Un certain nombre de rapports font état de dissimulation de la participation d’équipes spéciales de la police de l’ONU ou de soldats  sous le commandement de l’OTAN dans la traite des femmes et des enfants aux fins de prostitution. Mais peu à peu la vérité s’est frayé un chemin. Les soldats de la SFOR, le personnel de l’ONU ainsi que celui des quatre cent ONG de Bosnie, profitent non seulement du marché prostitutionnel comme clients, mais dans certains cas en sont m^me les trafiquants proxénètes. Un rapport de l’ONU, non publié à l’extérieur de la Bosnie, met en évidence la complicité de la police locale, de la SFOR et même de l’IPTF dans de nombreuses affaires de prostitution, de traite ou de « protection » de ces industries en échange d’argent ou de passes gratuites. Une ancienne employée de l’ONU, mise à pied après avoir dénoncé aux plus hautes autorités de l’ONU et de la SFOR de Bosnie-Herzégovine  l’implication de certains de leur membres dans la traite, a intenté une poursuite en justice contre son employeur, la société de sécurité britannique DynCorp Aerospace, une filiale de la société DynCorp Incorporated, qui est chargée, entre autres, du recrutement des officiers de l’IPTF. Selon ses accusations, des employés de la DynCorp ont contrefait des documents pour faciliter le transport de femmes victimes de la traite en Bosnie. En 1998, des accusations ont été portées contre des soldats italiens, portugais et égyptiens, sous le commandement de l’OTAN, pour leur implication dans un réseau de prostitution d’enfants – des fillettes âgées de douze à quatorze ans – à Sarajevo. L’OTAN a écarté du revers de la main ces allégations.

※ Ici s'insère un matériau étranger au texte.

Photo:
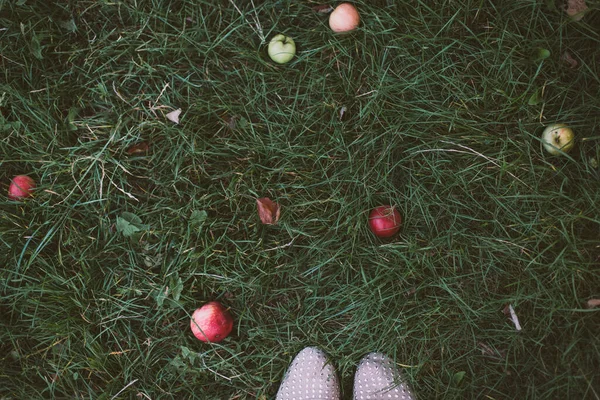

Ajoutons à ce sombre tableau le fait que les accords de paix de Dayton de 1995 permettent à l’ONU « le mouvement complet et libre » et ne lui confère « aucune responsabilité pour les dégâts à la propriété ». L’annexe B donne l’immunité légale au personnel de l’OTAN pour ses actions « dans toutes les circonstances et à tout moment ». Il est désormais soumis « à la juridiction exclusive » de la justice des pays d’origine, peu importe les infractions criminelles commises en Bosnie. Les pouvoirs occidentaux gouvernent la Bosnie et les autres « protectorats » de la région comme les anciens maîtres coloniaux dirigeaient leurs empires.

Il semble paradoxal que, dans un pays qui a connu les horreurs de la guerre civile, certaines violations des droits humains les plus élémentaires soient commis par la communauté internationale  censée apporter la paix et permettre la reconstruction des infrastructures du pays. Toutefois, comme les exemples de la Corée et du Vietnam le montrent à qui veut bien voir, ce paradoxe n’en est pas un : le stationnement de troupes armées amène en effet le développement d’infrastructures « récréatives », notamment prostitutionnelles, sources ultérieures de tourisme sexuel. Dans tous les cas, armées et police, relations marchandes, soumission des femmes et des enfants et expansion des industries sexuelles vont de pair.